Zenith x Naoya Hida, une G.F.J. rare qui relance le double-signed

Zenith x Naoya Hida GFJ Calibre 135 Double Signed 2026Zenith et Naoya Hida / PR-ADN
Zenith signe avec Naoya Hida & Co. une G.F.J. en platine tirée à 10 exemplaires, portée par le légendaire calibre 135 remis au goût du jour.
En bref
- Zenith lance son programme Double Signed
- Première collaboration avec Naoya Hida et Co.
- Seulement 10 pièces en platine
Zenith ne sort pas seulement une nouvelle montre, la maison ouvre un nouveau chapitre avec son programme Double Signed. Et pour l’inaugurer, la manufacture du Locle a choisi Naoya Hida et Co., nom respecté de l’horlogerie indépendante japonaise. Le résultat, c’est une G.F.J. en platine produite à 10 exemplaires, affichée à environ 61 000 euros (58 900 CHF).
Un programme inédit pour une pièce déjà très convoitée
L’idée du double marquage n’a rien d’anodin. Historiquement, ce type de montre célébrait l’alliance entre une grande manufacture et un détaillant influent, et ces pièces sont devenues parmi les plus désirables du marché. Zenith reprend ce principe, mais en le déplaçant vers des collaborations avec des horlogers indépendants.
Pour ce premier essai, le choix de Naoya Hida et Co. est assez fin. La rencontre aurait commencé lors d’une visite de Romain Marietta, directeur produit de Zenith, dans l’atelier tokyoïte de Naoya Hida. Fondée en 2018 à Tokyo, la marque japonaise s’est vite taillé une place à part grâce à une exécution méticuleuse, des proportions très justes et un goût assumé pour l’horlogerie du milieu du XXe siècle.

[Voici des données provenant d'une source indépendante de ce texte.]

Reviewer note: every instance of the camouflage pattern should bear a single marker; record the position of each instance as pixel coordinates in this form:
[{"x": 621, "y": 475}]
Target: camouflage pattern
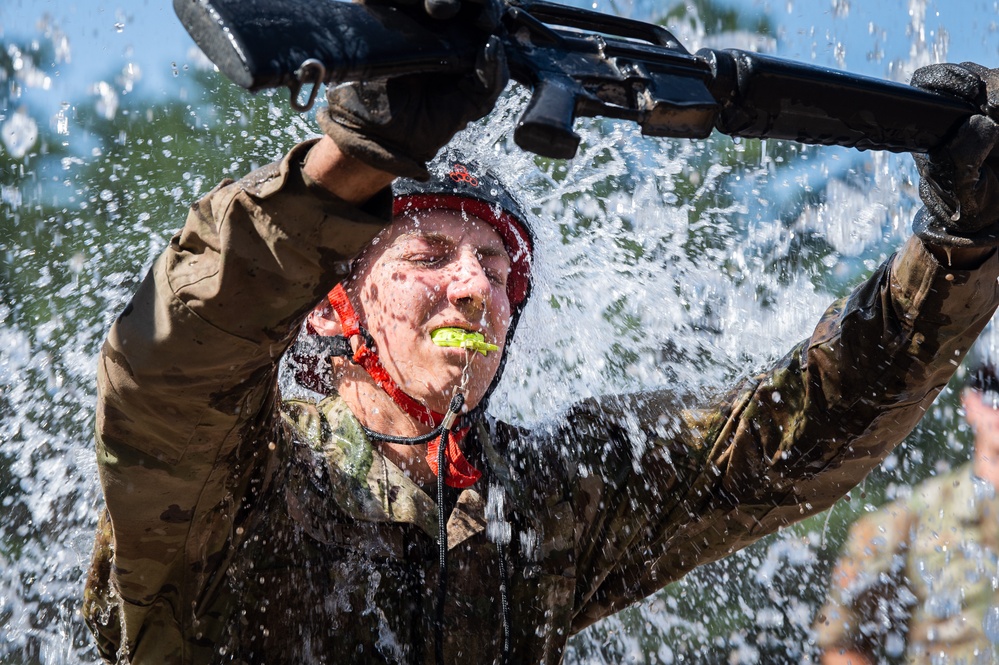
[
  {"x": 921, "y": 573},
  {"x": 239, "y": 529}
]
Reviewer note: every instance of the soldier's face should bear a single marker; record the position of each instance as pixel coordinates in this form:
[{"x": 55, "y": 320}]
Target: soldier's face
[
  {"x": 431, "y": 270},
  {"x": 983, "y": 416}
]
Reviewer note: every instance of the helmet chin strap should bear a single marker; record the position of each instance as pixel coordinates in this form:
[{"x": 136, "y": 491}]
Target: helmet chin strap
[{"x": 459, "y": 471}]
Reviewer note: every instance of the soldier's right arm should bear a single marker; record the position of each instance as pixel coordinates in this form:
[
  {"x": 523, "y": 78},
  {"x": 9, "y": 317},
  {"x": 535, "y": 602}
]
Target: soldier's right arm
[{"x": 187, "y": 376}]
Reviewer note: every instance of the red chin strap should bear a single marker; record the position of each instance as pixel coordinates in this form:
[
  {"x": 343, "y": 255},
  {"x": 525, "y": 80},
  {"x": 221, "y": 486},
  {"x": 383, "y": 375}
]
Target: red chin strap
[{"x": 460, "y": 473}]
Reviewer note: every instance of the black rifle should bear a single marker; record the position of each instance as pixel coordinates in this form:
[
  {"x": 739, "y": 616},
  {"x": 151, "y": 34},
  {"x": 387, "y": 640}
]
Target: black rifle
[{"x": 579, "y": 63}]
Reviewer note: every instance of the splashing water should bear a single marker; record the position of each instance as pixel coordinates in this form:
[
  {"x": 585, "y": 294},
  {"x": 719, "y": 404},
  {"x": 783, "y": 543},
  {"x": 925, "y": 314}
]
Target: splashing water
[{"x": 674, "y": 263}]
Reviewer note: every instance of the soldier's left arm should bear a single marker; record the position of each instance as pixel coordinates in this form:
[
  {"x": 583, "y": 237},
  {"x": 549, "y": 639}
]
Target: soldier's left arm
[{"x": 676, "y": 488}]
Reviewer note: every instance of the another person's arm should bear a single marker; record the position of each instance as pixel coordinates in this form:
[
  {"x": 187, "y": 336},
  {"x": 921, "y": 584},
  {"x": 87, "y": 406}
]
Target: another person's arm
[{"x": 867, "y": 581}]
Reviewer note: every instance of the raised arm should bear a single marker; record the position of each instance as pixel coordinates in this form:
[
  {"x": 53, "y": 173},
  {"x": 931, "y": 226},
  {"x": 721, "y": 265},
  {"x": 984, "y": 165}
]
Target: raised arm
[{"x": 680, "y": 487}]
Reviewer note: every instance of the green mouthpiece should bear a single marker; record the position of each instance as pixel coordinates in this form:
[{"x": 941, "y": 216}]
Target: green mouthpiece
[{"x": 462, "y": 339}]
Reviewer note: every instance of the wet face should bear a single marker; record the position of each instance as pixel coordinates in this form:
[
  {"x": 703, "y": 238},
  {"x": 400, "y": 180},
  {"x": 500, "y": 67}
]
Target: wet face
[
  {"x": 431, "y": 270},
  {"x": 983, "y": 416}
]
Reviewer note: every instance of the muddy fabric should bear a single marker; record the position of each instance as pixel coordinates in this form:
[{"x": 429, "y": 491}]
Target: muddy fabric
[
  {"x": 241, "y": 529},
  {"x": 919, "y": 576}
]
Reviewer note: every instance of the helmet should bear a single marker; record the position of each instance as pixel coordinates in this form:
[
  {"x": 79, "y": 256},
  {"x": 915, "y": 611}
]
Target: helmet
[{"x": 460, "y": 185}]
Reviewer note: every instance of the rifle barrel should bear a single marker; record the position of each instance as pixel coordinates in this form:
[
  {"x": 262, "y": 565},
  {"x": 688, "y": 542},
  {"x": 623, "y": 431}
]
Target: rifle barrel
[{"x": 768, "y": 97}]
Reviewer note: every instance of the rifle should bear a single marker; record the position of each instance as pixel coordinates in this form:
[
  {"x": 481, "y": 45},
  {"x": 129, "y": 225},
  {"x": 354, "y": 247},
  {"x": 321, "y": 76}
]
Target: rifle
[{"x": 578, "y": 63}]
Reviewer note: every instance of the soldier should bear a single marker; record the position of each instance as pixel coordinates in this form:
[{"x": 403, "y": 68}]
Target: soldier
[
  {"x": 241, "y": 528},
  {"x": 919, "y": 576}
]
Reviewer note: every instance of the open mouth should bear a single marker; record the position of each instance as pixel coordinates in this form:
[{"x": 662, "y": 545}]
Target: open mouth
[{"x": 463, "y": 339}]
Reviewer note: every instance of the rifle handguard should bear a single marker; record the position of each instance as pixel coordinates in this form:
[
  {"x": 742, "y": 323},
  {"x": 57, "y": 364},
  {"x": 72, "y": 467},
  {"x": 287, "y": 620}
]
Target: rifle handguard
[
  {"x": 926, "y": 226},
  {"x": 602, "y": 66}
]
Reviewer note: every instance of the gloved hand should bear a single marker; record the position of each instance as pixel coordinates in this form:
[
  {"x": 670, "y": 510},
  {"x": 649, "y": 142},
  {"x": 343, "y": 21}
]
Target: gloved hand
[
  {"x": 398, "y": 124},
  {"x": 959, "y": 184}
]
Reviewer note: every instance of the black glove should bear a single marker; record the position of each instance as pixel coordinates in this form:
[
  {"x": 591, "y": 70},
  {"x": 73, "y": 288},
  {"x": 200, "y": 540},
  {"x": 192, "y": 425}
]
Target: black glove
[
  {"x": 398, "y": 124},
  {"x": 959, "y": 185}
]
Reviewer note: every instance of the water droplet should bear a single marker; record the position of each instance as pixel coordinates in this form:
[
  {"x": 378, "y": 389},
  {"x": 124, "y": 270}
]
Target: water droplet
[
  {"x": 19, "y": 133},
  {"x": 990, "y": 625}
]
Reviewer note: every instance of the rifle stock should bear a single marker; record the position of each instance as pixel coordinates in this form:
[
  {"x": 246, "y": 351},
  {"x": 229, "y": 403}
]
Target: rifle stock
[{"x": 600, "y": 66}]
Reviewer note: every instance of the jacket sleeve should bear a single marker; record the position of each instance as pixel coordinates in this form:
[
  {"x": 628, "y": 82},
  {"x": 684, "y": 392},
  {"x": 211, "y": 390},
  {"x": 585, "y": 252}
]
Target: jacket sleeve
[
  {"x": 678, "y": 487},
  {"x": 187, "y": 375},
  {"x": 866, "y": 594}
]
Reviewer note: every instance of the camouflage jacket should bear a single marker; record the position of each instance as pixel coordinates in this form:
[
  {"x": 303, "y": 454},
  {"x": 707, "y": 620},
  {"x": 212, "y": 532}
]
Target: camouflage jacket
[
  {"x": 919, "y": 575},
  {"x": 241, "y": 530}
]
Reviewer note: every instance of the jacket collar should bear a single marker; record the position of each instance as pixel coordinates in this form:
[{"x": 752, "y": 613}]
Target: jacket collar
[{"x": 371, "y": 488}]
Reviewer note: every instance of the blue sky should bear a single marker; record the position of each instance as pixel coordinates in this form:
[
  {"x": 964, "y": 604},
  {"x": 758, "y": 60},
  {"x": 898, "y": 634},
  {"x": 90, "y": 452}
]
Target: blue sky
[{"x": 106, "y": 35}]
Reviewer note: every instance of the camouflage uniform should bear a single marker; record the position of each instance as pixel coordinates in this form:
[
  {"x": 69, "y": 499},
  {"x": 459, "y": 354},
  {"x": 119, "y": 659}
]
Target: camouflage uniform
[
  {"x": 922, "y": 572},
  {"x": 241, "y": 530}
]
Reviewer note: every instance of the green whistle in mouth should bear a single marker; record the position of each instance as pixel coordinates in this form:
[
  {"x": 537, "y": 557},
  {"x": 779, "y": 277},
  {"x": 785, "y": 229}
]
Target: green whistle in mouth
[{"x": 462, "y": 339}]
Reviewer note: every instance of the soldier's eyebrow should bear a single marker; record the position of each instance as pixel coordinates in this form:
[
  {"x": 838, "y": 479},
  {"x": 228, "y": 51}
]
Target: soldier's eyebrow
[{"x": 491, "y": 249}]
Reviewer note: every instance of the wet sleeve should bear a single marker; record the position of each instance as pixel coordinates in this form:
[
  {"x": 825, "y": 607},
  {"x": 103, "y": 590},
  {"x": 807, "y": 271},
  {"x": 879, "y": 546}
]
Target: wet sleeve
[
  {"x": 866, "y": 602},
  {"x": 187, "y": 375},
  {"x": 678, "y": 485}
]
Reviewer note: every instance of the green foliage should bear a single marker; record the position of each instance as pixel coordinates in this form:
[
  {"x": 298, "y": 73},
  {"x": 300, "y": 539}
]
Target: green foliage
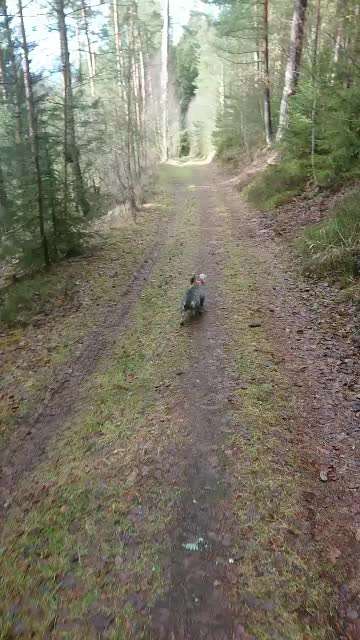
[
  {"x": 278, "y": 184},
  {"x": 24, "y": 299},
  {"x": 187, "y": 66},
  {"x": 332, "y": 248}
]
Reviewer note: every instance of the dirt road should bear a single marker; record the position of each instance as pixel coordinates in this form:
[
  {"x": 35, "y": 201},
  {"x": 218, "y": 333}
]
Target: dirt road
[{"x": 179, "y": 496}]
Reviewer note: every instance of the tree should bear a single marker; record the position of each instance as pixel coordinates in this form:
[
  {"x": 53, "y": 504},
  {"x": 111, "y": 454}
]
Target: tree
[
  {"x": 71, "y": 150},
  {"x": 165, "y": 78},
  {"x": 34, "y": 137},
  {"x": 292, "y": 72}
]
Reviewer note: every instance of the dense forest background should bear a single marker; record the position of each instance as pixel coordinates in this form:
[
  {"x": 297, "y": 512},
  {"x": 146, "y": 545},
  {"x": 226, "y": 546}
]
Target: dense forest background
[{"x": 84, "y": 137}]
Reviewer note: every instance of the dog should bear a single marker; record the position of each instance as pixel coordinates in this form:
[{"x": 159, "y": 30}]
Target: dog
[{"x": 193, "y": 302}]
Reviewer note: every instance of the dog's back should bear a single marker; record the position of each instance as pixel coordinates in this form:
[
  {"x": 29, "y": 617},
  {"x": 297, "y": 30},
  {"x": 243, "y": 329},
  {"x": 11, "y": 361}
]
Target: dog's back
[{"x": 194, "y": 299}]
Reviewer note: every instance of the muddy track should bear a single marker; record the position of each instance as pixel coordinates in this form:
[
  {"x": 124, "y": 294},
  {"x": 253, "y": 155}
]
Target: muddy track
[
  {"x": 65, "y": 395},
  {"x": 195, "y": 606}
]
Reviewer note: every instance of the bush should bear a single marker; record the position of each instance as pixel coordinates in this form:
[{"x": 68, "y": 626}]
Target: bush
[
  {"x": 278, "y": 184},
  {"x": 332, "y": 248}
]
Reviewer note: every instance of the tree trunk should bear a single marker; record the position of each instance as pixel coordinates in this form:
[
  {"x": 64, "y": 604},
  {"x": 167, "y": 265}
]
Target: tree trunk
[
  {"x": 315, "y": 87},
  {"x": 165, "y": 81},
  {"x": 4, "y": 202},
  {"x": 17, "y": 99},
  {"x": 89, "y": 52},
  {"x": 33, "y": 135},
  {"x": 267, "y": 97},
  {"x": 71, "y": 151},
  {"x": 3, "y": 83},
  {"x": 293, "y": 65}
]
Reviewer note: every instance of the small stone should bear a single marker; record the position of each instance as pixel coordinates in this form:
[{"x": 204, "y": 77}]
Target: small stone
[
  {"x": 351, "y": 614},
  {"x": 101, "y": 621}
]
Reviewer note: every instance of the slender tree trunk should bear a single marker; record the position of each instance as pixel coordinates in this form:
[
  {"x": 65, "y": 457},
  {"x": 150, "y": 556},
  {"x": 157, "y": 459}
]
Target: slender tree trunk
[
  {"x": 71, "y": 150},
  {"x": 119, "y": 65},
  {"x": 165, "y": 81},
  {"x": 267, "y": 97},
  {"x": 89, "y": 52},
  {"x": 33, "y": 135},
  {"x": 293, "y": 65},
  {"x": 3, "y": 83},
  {"x": 315, "y": 86},
  {"x": 4, "y": 202},
  {"x": 17, "y": 79}
]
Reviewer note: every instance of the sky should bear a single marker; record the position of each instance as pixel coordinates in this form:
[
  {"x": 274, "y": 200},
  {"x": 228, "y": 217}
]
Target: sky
[
  {"x": 180, "y": 12},
  {"x": 45, "y": 55}
]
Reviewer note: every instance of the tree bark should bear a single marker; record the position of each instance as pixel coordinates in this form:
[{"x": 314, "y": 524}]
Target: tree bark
[
  {"x": 33, "y": 136},
  {"x": 165, "y": 81},
  {"x": 17, "y": 99},
  {"x": 71, "y": 151},
  {"x": 315, "y": 86},
  {"x": 89, "y": 52},
  {"x": 292, "y": 72},
  {"x": 267, "y": 97}
]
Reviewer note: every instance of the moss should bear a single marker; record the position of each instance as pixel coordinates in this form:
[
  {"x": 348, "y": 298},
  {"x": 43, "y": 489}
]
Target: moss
[
  {"x": 278, "y": 184},
  {"x": 332, "y": 248}
]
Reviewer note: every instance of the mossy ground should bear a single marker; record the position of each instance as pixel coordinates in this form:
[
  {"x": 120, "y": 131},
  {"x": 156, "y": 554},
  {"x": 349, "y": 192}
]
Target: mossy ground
[{"x": 89, "y": 531}]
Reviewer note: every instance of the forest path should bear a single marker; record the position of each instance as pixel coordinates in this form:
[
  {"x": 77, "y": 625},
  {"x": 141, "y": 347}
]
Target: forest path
[{"x": 181, "y": 500}]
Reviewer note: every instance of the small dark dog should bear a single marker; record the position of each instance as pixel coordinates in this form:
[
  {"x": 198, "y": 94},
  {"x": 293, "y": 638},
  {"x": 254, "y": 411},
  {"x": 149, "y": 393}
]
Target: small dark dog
[{"x": 194, "y": 300}]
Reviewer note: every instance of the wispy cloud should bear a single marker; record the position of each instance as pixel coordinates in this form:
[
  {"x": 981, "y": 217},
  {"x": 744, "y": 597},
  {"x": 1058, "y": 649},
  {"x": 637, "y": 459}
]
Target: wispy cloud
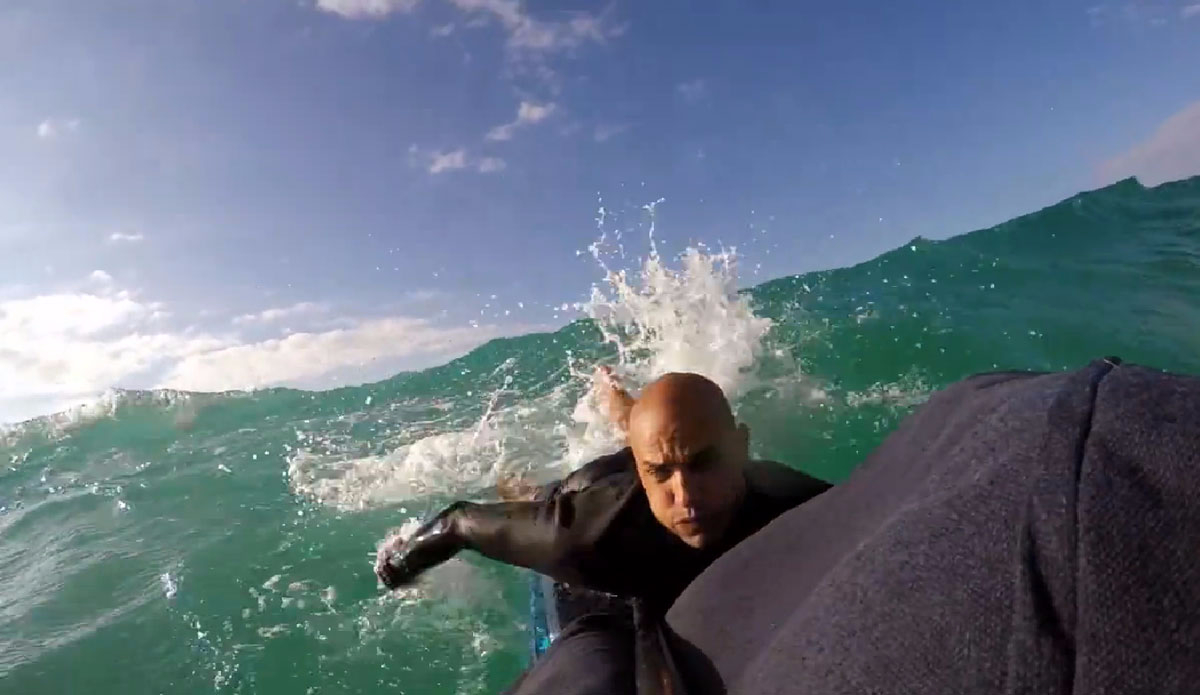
[
  {"x": 528, "y": 113},
  {"x": 1170, "y": 153},
  {"x": 491, "y": 165},
  {"x": 69, "y": 345},
  {"x": 303, "y": 357},
  {"x": 51, "y": 129},
  {"x": 64, "y": 346},
  {"x": 279, "y": 313},
  {"x": 604, "y": 132},
  {"x": 459, "y": 160},
  {"x": 366, "y": 9},
  {"x": 526, "y": 34},
  {"x": 693, "y": 90},
  {"x": 442, "y": 162}
]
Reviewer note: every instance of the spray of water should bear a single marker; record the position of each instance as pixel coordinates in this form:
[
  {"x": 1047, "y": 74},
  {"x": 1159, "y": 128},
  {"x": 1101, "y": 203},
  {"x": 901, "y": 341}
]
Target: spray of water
[{"x": 659, "y": 317}]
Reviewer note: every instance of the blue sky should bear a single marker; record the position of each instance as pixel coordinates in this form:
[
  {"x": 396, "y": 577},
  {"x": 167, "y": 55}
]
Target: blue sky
[{"x": 227, "y": 193}]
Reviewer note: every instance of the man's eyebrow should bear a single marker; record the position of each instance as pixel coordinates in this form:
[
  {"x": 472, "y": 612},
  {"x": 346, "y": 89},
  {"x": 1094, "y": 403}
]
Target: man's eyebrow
[{"x": 706, "y": 453}]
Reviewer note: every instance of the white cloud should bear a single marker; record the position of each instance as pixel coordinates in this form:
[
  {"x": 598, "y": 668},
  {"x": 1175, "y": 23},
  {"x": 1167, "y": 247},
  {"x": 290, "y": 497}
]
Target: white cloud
[
  {"x": 457, "y": 160},
  {"x": 491, "y": 165},
  {"x": 1171, "y": 153},
  {"x": 442, "y": 162},
  {"x": 604, "y": 132},
  {"x": 693, "y": 90},
  {"x": 366, "y": 9},
  {"x": 51, "y": 129},
  {"x": 61, "y": 347},
  {"x": 279, "y": 313},
  {"x": 305, "y": 355},
  {"x": 525, "y": 34},
  {"x": 528, "y": 113}
]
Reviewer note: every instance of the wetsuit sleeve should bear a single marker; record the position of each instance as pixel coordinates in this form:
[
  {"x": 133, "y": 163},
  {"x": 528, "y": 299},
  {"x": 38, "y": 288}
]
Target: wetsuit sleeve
[
  {"x": 784, "y": 483},
  {"x": 555, "y": 537}
]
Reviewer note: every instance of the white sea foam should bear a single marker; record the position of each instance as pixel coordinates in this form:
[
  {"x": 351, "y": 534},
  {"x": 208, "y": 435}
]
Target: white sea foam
[{"x": 683, "y": 316}]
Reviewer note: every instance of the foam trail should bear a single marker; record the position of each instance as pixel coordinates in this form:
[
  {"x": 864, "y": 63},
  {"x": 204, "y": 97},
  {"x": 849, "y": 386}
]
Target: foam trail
[{"x": 661, "y": 318}]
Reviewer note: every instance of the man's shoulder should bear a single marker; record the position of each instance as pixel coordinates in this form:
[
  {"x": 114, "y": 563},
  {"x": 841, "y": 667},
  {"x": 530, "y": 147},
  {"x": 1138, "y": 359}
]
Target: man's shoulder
[
  {"x": 779, "y": 481},
  {"x": 616, "y": 467}
]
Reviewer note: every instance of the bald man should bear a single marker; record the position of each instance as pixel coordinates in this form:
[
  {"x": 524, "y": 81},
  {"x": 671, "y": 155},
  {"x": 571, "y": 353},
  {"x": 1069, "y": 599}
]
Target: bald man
[{"x": 640, "y": 523}]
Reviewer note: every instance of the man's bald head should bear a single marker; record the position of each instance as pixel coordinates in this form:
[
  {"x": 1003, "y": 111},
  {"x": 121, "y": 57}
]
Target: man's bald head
[
  {"x": 677, "y": 403},
  {"x": 690, "y": 455}
]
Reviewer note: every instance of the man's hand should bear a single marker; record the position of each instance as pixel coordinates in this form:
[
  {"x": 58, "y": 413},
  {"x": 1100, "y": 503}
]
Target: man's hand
[
  {"x": 613, "y": 399},
  {"x": 400, "y": 561}
]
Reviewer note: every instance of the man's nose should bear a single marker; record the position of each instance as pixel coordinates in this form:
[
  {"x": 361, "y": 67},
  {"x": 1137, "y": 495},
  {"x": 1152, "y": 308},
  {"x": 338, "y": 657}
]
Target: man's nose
[{"x": 681, "y": 489}]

L’esthétique japonaise s’invite dans la G.F.J.
La montre reste clairement une G.F.J., mais on y lit les codes de la NH Type 2 de Naoya Hida. Le boîtier en platine mesure 39,15 mm de diamètre pour 10,5 mm d’épaisseur. Cornes étagées, lunette fine polie, présence discrète, étanchéité de 50 mètres, tout va dans le sens d’une montre habillée pensée pour la précision.
Le cadran, lui, pousse plus loin la signature japonaise. Réalisé en argent massif, il reçoit des signatures, index et marquages gravés à la main par Keisuke Kano, puis remplis d’une laque urushi bleu profond, presque noire selon la lumière. Les aiguilles des heures et des minutes sont usinées dans l’or massif puis polies à la main, quand la petite seconde à 6 heures adopte un acier bleui à chaud. C’est sobre, mais très vivant.
Le calibre 135 reste le vrai centre de gravité
Le cœur de la pièce reste le calibre 135, visible par le fond saphir. Conçu en 1948 par Ephrem Jobin pour les concours d’observatoire, ce mouvement a bâti sa réputation sur une architecture entièrement tournée vers la chronométrie, avec grand balancier et barillet généreux. La version 135-O a décroché plus de 230 distinctions, dont cinq victoires consécutives à l’Observatoire de Neuchâtel entre 1950 et 1954.
La version moderne reste fidèle à cette base tout en ajoutant ce qu’il faut de technique actuelle. Fréquence de 18 000 alternances par heure, spiral Breguet, régulateur à double flèche de Charles Fleck, réserve de marche portée à 72 heures, stop-seconde, protection antichoc renforcée et réglage à +/-2 secondes par jour avant certification COSC. Les finitions, avec ruthénium sombre, gravures dorées, anglages main et larges Côtes de Genève, sont à la hauteur.

Trois bracelets japonais, dix montres seulement
Zenith livre cette édition avec trois bracelets d’inspiration japonaise, un cuir Himeji Kurozan laqué à l’urushi, un bracelet en cuir Wagyu fabriqué à Kyoto et un strap indigo en denim de Kaihara. Chacun reçoit une boucle ardillon en platine gravée G.F.J.
Bref, la rareté ne fait ici aucun doute. Dix pièces, pas une de plus, pour une montre qui relit un très grand mouvement de concours à travers l’œil d’un indépendant japonais. Et pour Zenith, c’est aussi une manière assez habile de donner de l’épaisseur à sa relance anniversaire du calibre 135.